What is Pandas?
Pandas is a free software (software libre) data analysis library for the Python programming language. The library provides analysts and programmers data structures optimized for working with large data sets, and methods for examining and manipulating that data. It uses another free software library, NumPy, for underlying data structures, and Pyplot to generate plots – graphs, histograms, etc.
Using Pandas
The pandas library is part of the standard Python distribution, so using it is as simple as importing it into your project. Likewise, NumPy and pyplot can easily be imported.
import numpy import pandas import matplotlib.pyplot
Series
A pandas Series is a one-dimensional array (actually a Numpy ndarray) with labels for each item in the Series. Series are great for data points over time. For example, here’s the annual personal savings rate for Americans from 1967 to 2017 (source: Federal Reserve Bank of St. Louis)
DATE | Rate |
1/1/1967 | 12.2 |
1/1/1968 | 11.2 |
1/1/1969 | 10.7 |
1/1/1970 | 12.6 |
1/1/1971 | 13.3 |
1/1/1972 | 12.1 |
1/1/1973 | 13.1 |
1/1/1974 | 12.9 |
1/1/1975 | 13 |
1/1/1976 | 11.1 |
1/1/1977 | 10.2 |
1/1/1978 | 10.2 |
1/1/1979 | 9.8 |
1/1/1980 | 10.6 |
1/1/1981 | 11.2 |
1/1/1982 | 11.5 |
1/1/1983 | 9.5 |
1/1/1984 | 10.7 |
1/1/1985 | 8.6 |
1/1/1986 | 8.2 |
1/1/1987 | 7.3 |
1/1/1988 | 7.8 |
1/1/1989 | 7.8 |
1/1/1990 | 7.8 |
1/1/1991 | 8.2 |
1/1/1992 | 8.9 |
1/1/1993 | 7.3 |
1/1/1994 | 6.3 |
1/1/1995 | 6.4 |
1/1/1996 | 5.9 |
1/1/1997 | 5.7 |
1/1/1998 | 6.2 |
1/1/1999 | 4.4 |
1/1/2000 | 4.2 |
1/1/2001 | 4.3 |
1/1/2002 | 5 |
1/1/2003 | 4.8 |
1/1/2004 | 4.6 |
1/1/2005 | 2.6 |
1/1/2006 | 3.3 |
1/1/2007 | 3 |
1/1/2008 | 4.9 |
1/1/2009 | 6.1 |
1/1/2010 | 5.6 |
1/1/2011 | 6 |
1/1/2012 | 7.6 |
1/1/2013 | 5 |
1/1/2014 | 5.7 |
1/1/2015 | 6.1 |
1/1/2016 | 4.9 |
1/1/2017 | 3.4 |
To represent this data in a pandas Series we call the Series constructor and assign the result to a variable.

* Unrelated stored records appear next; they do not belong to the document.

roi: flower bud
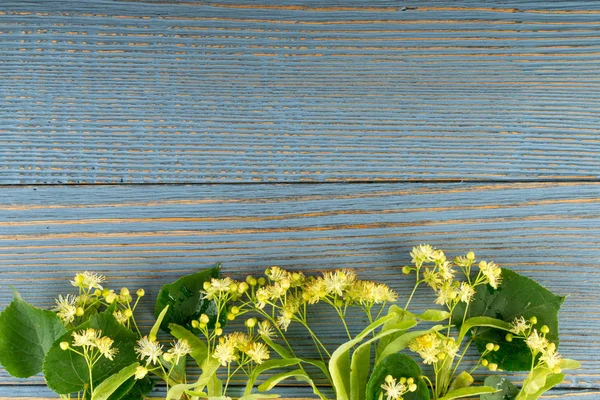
[104,293,117,304]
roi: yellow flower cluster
[52,271,146,334]
[60,328,119,364]
[408,332,459,364]
[506,317,562,374]
[402,244,502,310]
[212,332,269,366]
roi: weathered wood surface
[0,0,600,400]
[0,183,600,398]
[0,0,600,184]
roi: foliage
[0,245,579,400]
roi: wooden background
[0,0,600,400]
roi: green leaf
[258,369,311,392]
[517,374,565,400]
[480,375,519,400]
[0,290,67,378]
[350,343,371,400]
[43,309,137,394]
[238,393,279,400]
[375,325,444,363]
[457,317,511,343]
[169,323,208,366]
[155,264,227,332]
[448,371,474,392]
[92,362,140,400]
[119,375,156,400]
[438,386,497,400]
[453,268,564,371]
[329,314,398,400]
[244,358,302,395]
[366,353,429,400]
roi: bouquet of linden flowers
[0,245,579,400]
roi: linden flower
[510,317,531,335]
[381,378,408,400]
[113,310,129,325]
[96,336,119,361]
[71,271,106,290]
[410,244,434,267]
[258,319,273,337]
[276,313,292,332]
[52,294,77,324]
[71,328,102,347]
[323,269,356,296]
[303,277,327,304]
[245,342,269,364]
[458,282,475,303]
[135,336,164,365]
[135,365,148,379]
[438,261,455,281]
[408,333,442,364]
[265,267,290,282]
[479,261,502,289]
[213,341,237,367]
[423,268,443,290]
[540,349,562,369]
[525,329,549,352]
[167,339,192,364]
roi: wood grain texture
[0,183,600,398]
[0,0,600,184]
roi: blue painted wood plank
[0,183,600,394]
[0,0,600,184]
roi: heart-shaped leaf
[43,308,136,394]
[366,353,429,400]
[453,268,565,371]
[155,264,227,332]
[0,291,67,378]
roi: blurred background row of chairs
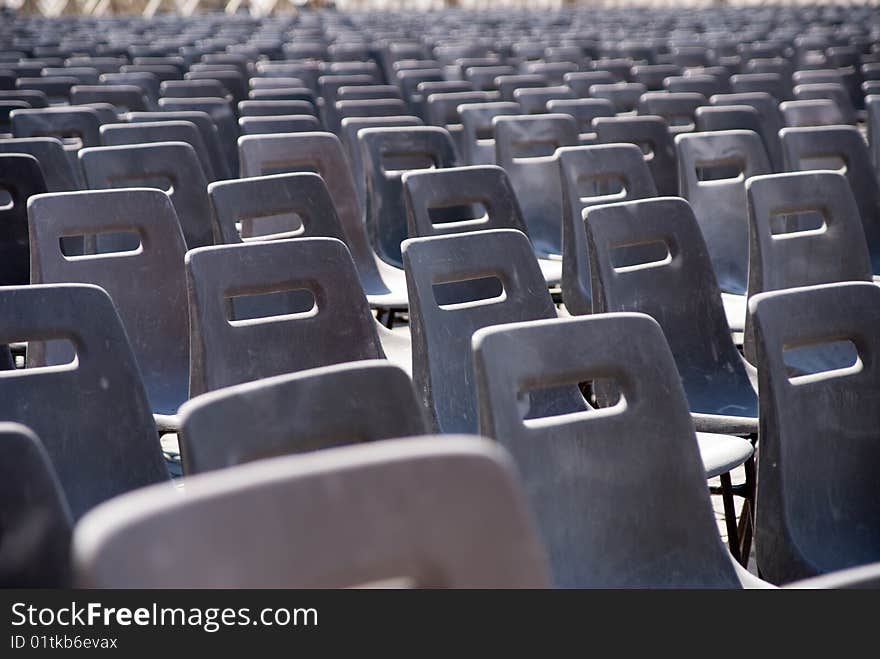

import pandas as pd savings_rate = pd.Series([12.2,11.2,10.7,12.6,13.3,12.1,13.1,12.9,13,11.1,10.2,10.2,9.8,10.6,11.2,11.5,9.5,10.7,8.6,8.2,7.3,7.8,7.8,7.8,8.2,8.9,7.3,6.3,6.4,5.9,5.7,6.2,4.4,4.2,4.3,5,4.8,4.6,2.6,3.3,3,4.9,6.1,5.6,6,7.6,5,5.7,6.1,4.9,3.4])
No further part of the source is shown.